The United Nations Assembly designated June 19th as World Sickle Cell Day to promote education and public awareness about sickle cell disease (SCD). SCD comprises a variety of genetic illnesses in which healthy, adult hemoglobin (Hemoglobin A, HbA) is replaced by Hemoglobin S (HbS) with or without another abnormal hemoglobin. Common to all forms of SCD is the presence of abnormally stiff, sickle-shaped red blood cells (RBC). These abnormally shaped RBCs damage and obstruct blood vessels, leading to the many complications of SCD such as chronic anemia, organ damage, acute pain due to ischemia of bone marrow and bones (vaso-occlusive pain episode or crisis), strokes due to damage of cerebral blood vessels, splenic infarction which increases the risk of life threatening infection, and early mortality. ​

Each year, more than 400,000 babies are born around the world with SCD making it the most common single gene disorder, and approximately 100,000 Americans are living with the condition today. SCD can occur in any race or ethnic group, but it is most common in people of African, Hispanic or Mediterranean descent. In the US, 1 in 365 African American babies are born with sickle cell disease, while 1 in 16,300 Hispanics and 1 in 80,000 Caucasian newborns are affected. In Indiana over 1,200 individuals are currently living with SCD. On average, there are 35 infants born each year in Indiana with SCD or another hemoglobinopathy. In a typical year, 100% of these patients are racial/ethnic minorities.

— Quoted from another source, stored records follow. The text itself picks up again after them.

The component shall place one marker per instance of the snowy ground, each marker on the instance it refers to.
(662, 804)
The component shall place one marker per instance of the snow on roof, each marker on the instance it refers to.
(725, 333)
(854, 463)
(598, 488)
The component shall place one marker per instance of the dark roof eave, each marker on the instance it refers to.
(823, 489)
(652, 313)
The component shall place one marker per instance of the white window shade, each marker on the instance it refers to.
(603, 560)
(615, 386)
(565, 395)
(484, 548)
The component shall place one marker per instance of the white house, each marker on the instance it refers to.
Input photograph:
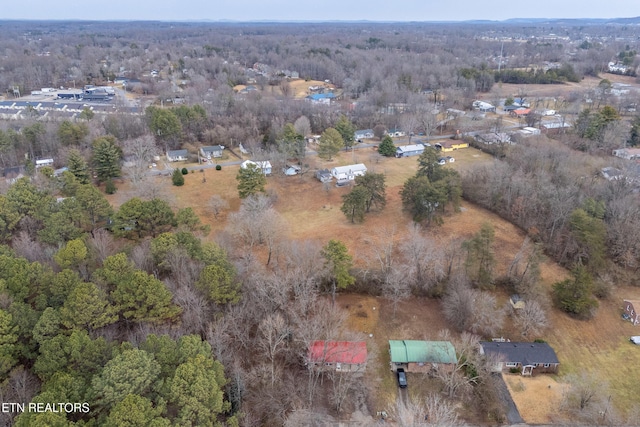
(349, 172)
(264, 166)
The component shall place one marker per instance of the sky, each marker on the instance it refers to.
(319, 10)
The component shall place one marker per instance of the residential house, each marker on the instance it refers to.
(523, 356)
(341, 356)
(627, 153)
(409, 150)
(516, 302)
(349, 172)
(494, 138)
(211, 151)
(324, 175)
(446, 146)
(611, 174)
(554, 128)
(44, 162)
(264, 166)
(631, 308)
(484, 107)
(359, 135)
(12, 174)
(520, 112)
(321, 98)
(422, 356)
(395, 133)
(177, 155)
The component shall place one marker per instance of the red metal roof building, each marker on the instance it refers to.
(341, 355)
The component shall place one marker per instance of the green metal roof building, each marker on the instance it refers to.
(421, 352)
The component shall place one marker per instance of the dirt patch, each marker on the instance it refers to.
(299, 88)
(537, 398)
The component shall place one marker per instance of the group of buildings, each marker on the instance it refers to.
(526, 358)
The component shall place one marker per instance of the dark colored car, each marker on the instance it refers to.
(402, 378)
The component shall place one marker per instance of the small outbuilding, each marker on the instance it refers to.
(409, 150)
(631, 310)
(177, 155)
(211, 151)
(263, 165)
(349, 172)
(324, 175)
(340, 356)
(422, 356)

Early family education about life-threatening complications of SCD and preventive antibiotics have decreased the risk of death among children with SCD. Even so, average life expectancy for someone with SCD is 40 or 50 years. All infants born in the US are screened for SCD. Universal newborn screening (NBS) allows for early identification of affected infants so that treatment can begin before complications occur. Initial and long-term follow up of children with inherited hemoglobinopathies identified by NBS are essential to ensure the timely receipt of disease modifying interventions, education and care coordination.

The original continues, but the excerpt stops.